Sri Mulyani said that the largest driving factor from the Indonesian economy comes from household consumption and investment and estimates that in 2024 it will still be a factor that makes a good contribution.

"We all know that consumption is still well maintained and investments are starting to pick up," he said.

In addition, Sri Mulyani estimates that in the second quarter of 2004 the export value will still increase, thereby increasing the surplus on Indonesia's trade balance. The increase was driven by exports of manufacturing and mining production.

"Our exports for goods are expected to increase, especially in the second quarter of 2024, for exports of manufacturing production and mining exports," he said.

According to Sri Mulyani, exports of goods increased in the second quarter of 2024, driven by exports of Indonesia's main trading partnership, namely China and India. Because India currently has healthy and relatively high economic growth.

"In the future, we see an increase in domestic economic activity will continue until the end of 2024," he added.

Sri Mulyani conveyed that from the fiscal policy, the implementation of the 2024 State Budget, especially in terms of government spending, will be focused on maintaining price stability because it determines people's purchasing power because the consumption sector is a driving factor in economic growth.

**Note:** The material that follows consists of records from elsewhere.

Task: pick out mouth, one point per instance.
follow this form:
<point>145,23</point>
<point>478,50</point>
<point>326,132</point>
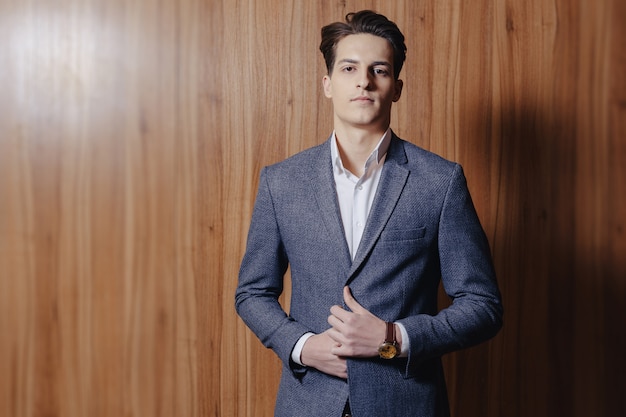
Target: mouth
<point>362,99</point>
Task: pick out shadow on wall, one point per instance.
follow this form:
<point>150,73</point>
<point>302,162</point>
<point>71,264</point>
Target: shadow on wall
<point>561,348</point>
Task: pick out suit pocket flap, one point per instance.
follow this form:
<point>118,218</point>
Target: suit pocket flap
<point>403,234</point>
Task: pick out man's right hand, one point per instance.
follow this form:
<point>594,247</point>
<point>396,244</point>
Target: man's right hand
<point>316,353</point>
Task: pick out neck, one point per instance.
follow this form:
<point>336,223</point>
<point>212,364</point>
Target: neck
<point>355,147</point>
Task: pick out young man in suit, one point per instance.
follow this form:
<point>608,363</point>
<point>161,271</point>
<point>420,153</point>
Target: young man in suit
<point>369,225</point>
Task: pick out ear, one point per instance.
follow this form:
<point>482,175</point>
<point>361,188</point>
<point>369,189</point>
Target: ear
<point>398,87</point>
<point>328,91</point>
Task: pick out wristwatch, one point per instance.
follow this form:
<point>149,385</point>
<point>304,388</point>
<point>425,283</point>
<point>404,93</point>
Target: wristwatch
<point>389,348</point>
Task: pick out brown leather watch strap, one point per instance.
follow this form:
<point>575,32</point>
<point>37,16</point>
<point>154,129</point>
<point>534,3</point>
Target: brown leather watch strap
<point>391,333</point>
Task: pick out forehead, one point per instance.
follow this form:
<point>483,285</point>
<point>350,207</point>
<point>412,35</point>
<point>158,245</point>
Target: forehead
<point>364,47</point>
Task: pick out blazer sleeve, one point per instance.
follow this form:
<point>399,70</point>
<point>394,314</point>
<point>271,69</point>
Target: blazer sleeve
<point>468,278</point>
<point>261,278</point>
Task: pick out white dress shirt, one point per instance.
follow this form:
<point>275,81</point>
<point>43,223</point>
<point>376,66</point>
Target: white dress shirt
<point>355,196</point>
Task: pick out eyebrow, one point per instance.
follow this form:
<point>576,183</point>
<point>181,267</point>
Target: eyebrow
<point>374,64</point>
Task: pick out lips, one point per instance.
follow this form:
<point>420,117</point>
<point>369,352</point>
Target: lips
<point>362,99</point>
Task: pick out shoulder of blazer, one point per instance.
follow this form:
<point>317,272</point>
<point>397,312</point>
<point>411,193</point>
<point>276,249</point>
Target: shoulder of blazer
<point>303,160</point>
<point>404,152</point>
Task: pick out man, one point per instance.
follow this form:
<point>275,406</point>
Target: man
<point>369,225</point>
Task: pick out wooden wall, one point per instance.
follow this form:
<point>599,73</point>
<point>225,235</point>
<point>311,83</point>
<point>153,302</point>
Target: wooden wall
<point>131,137</point>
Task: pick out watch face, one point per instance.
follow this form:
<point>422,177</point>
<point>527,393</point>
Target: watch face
<point>387,351</point>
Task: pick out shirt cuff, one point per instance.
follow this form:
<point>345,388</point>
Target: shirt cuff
<point>297,349</point>
<point>406,344</point>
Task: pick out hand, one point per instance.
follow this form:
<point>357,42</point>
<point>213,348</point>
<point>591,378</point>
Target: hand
<point>316,353</point>
<point>357,333</point>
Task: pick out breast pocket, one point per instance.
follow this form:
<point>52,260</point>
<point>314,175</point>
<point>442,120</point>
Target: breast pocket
<point>400,235</point>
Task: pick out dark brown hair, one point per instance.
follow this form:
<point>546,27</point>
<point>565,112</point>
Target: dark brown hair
<point>365,21</point>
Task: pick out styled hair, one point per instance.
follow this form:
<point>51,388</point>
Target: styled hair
<point>365,21</point>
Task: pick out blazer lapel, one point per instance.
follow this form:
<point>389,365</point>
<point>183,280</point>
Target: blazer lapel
<point>324,189</point>
<point>392,182</point>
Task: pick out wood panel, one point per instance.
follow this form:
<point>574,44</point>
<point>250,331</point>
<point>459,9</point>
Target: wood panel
<point>131,138</point>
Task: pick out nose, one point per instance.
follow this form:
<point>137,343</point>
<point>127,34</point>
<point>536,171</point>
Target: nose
<point>364,81</point>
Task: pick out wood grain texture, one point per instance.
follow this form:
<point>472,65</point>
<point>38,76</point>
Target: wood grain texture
<point>131,138</point>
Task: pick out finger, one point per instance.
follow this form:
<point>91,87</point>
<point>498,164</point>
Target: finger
<point>339,313</point>
<point>351,302</point>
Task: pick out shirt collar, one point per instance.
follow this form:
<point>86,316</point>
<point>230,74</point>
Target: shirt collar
<point>377,154</point>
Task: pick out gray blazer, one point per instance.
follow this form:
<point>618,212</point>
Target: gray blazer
<point>422,230</point>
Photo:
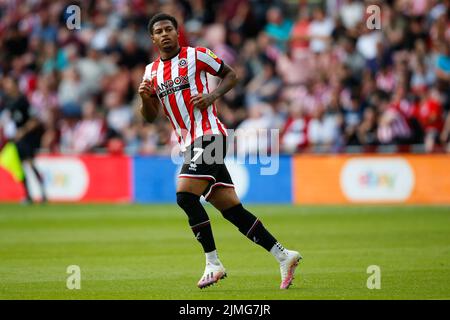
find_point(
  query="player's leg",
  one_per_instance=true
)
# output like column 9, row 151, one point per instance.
column 227, row 202
column 189, row 191
column 28, row 199
column 39, row 179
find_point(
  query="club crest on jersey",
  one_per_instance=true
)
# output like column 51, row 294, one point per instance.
column 182, row 63
column 171, row 86
column 211, row 54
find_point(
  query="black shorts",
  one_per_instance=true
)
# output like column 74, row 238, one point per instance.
column 204, row 159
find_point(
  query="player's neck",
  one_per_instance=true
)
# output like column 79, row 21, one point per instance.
column 170, row 54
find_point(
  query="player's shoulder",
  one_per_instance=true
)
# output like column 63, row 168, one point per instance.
column 207, row 51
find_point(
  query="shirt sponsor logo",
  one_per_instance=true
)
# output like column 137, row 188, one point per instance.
column 211, row 54
column 182, row 63
column 173, row 85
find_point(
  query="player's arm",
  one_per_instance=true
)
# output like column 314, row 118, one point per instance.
column 149, row 107
column 229, row 80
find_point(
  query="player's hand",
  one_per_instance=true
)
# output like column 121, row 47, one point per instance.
column 146, row 90
column 202, row 100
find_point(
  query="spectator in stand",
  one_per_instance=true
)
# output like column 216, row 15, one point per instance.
column 323, row 130
column 317, row 53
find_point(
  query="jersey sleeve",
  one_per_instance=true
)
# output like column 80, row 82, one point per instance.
column 147, row 73
column 208, row 61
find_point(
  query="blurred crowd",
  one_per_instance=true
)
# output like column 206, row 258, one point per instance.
column 319, row 71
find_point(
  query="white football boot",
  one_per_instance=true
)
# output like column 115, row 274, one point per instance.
column 287, row 268
column 213, row 273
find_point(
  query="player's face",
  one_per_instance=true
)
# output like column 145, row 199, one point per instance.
column 165, row 36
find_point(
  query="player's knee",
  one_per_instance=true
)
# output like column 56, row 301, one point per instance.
column 187, row 200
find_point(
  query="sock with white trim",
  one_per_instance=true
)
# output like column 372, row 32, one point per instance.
column 212, row 257
column 250, row 226
column 198, row 219
column 279, row 252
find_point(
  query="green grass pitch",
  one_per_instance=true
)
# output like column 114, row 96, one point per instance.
column 149, row 252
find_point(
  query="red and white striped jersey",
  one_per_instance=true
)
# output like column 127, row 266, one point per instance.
column 176, row 80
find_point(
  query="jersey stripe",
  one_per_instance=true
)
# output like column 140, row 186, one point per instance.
column 194, row 89
column 186, row 94
column 167, row 74
column 170, row 77
column 201, row 89
column 167, row 108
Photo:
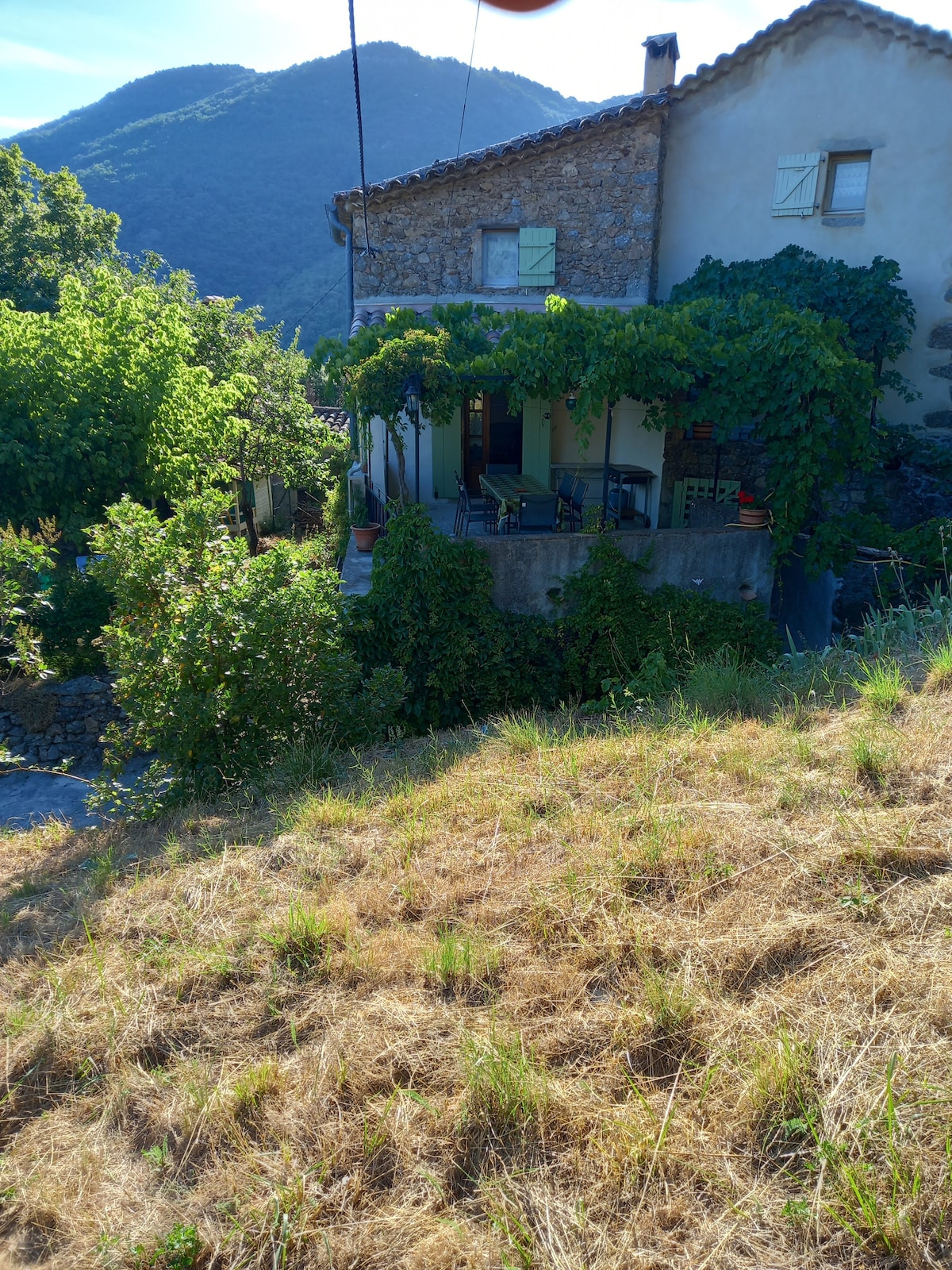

In addition, Sri Mulyani said that the government will continue to run social protection programs, especially for vulnerable communities, hoping that the impact on people's purchasing power and consumption can be maintained.

"From the fiscal side, we also see that at the end of the year there will be simultaneous regional elections, namely in November 2024, the same as the election cycle in February. In November 2024, this will certainly have a positive impact on shopping activities, in addition to spending on the implementation of regional elections and that the number is almost comprehensive with the election", he explained.

Just like the February election cycle, at Nove 2024 this will certainly have a positive impact on spending activities other than spending on the implementation of the Pilkada and that the number is almost comprehensive in general.

Sri Mulyani estimates that consumption activities are expected to have a positive impact and that investment will strengthen in line with the completion of various national projects such as infrastructure.

"I see that the acceleration of settlement is maintained and investment from the private sector, so in this case Domestic Investment (PMDN) and Foreign Investment (PMA), it is also estimated that the financial sector, both banks and capital market, will still be maintained," he explained.

Furthermore, Sri Mulyani said that the government is optimistic that economic activity in the manufacturing, construction and trade sectors will be maintained.

"Especially from the increase in added value for downstreaming and production results," he explained.